Women asked not to visit Breslov rabbi’s grave
Hasidic group’s rabbis and activists say female presence at Uman gravesite creates ‘huge spiritual interruption’ that could affect sacredness of prayers said by male worshippers.
The Breslov Hasidic group has asked women not to visit Rabbi Nachman of Breslov’s grave in Uman, Ukraine, claiming that their presence may damage the sacredness of the prayers said by male worshippers at the site.
A statement issued by the association of Breslov rabbis and influential leaders and the “Uman Holiness Guard” defined the recent increase in the number of women travelling to Uman before the Jewish New Year as a “huge spiritual interruption.”
According to the group, the women’s presence at the site could affect the spiritual elevation of the grave’s visitors.
The unusual statement was issued following a wedding held near the gravesite on the eve of Rosh Hashana last year, which was attended by dozens of women.
In their request, which was addressed both to men and to women, the rabbis and activists are referring to the problematic infrastructure and crowdedness on the roads leading to the grave, which make it impossible to create separate paths for men and women.

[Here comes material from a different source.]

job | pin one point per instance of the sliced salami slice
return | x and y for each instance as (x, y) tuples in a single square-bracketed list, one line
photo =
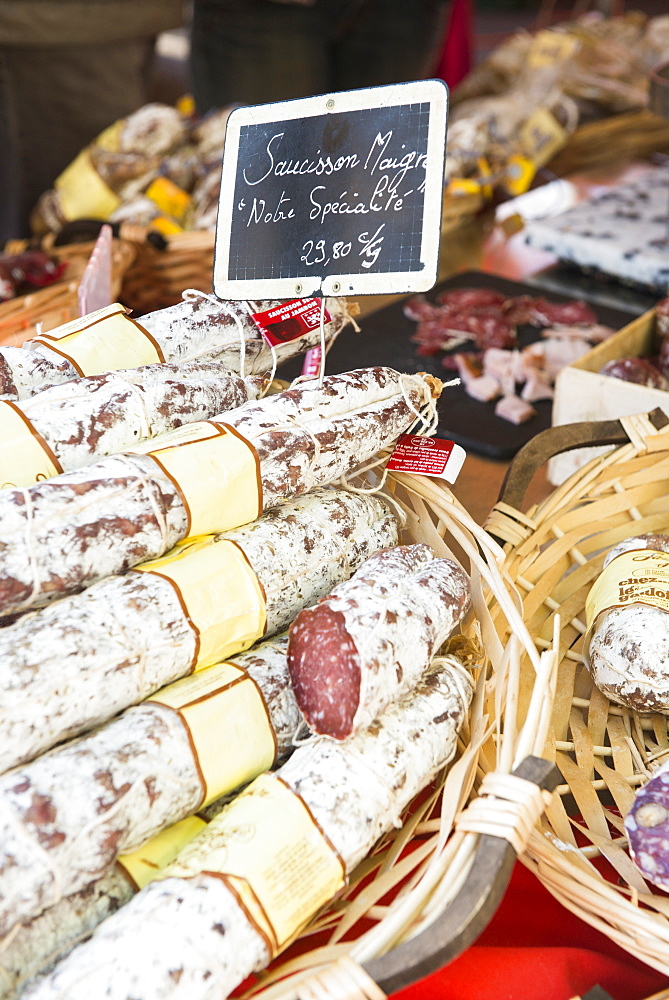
[(80, 661), (86, 418), (64, 534), (189, 935), (370, 640), (67, 816)]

“While in previous years women wouldn’t dare show up on the streets and would hide in their homes and corners throughout the days of the visit, recently, after getting used to coming there, they have dared to breach additional fences and have brought us to a situation in which all walls and fences have been completely breached, and no one has said a thing,” the letter reads.
The group fears that the increasing number of women will eventually surpass the number of men, causing men and women to mix.
Men running into women at the gravesite have been asked to pleasantly explain to them the severity of the problem. “However,” the letter states, “in case of a counter-reaction, it must be made clear to them that they are breaching a fence and failing the many worshippers.”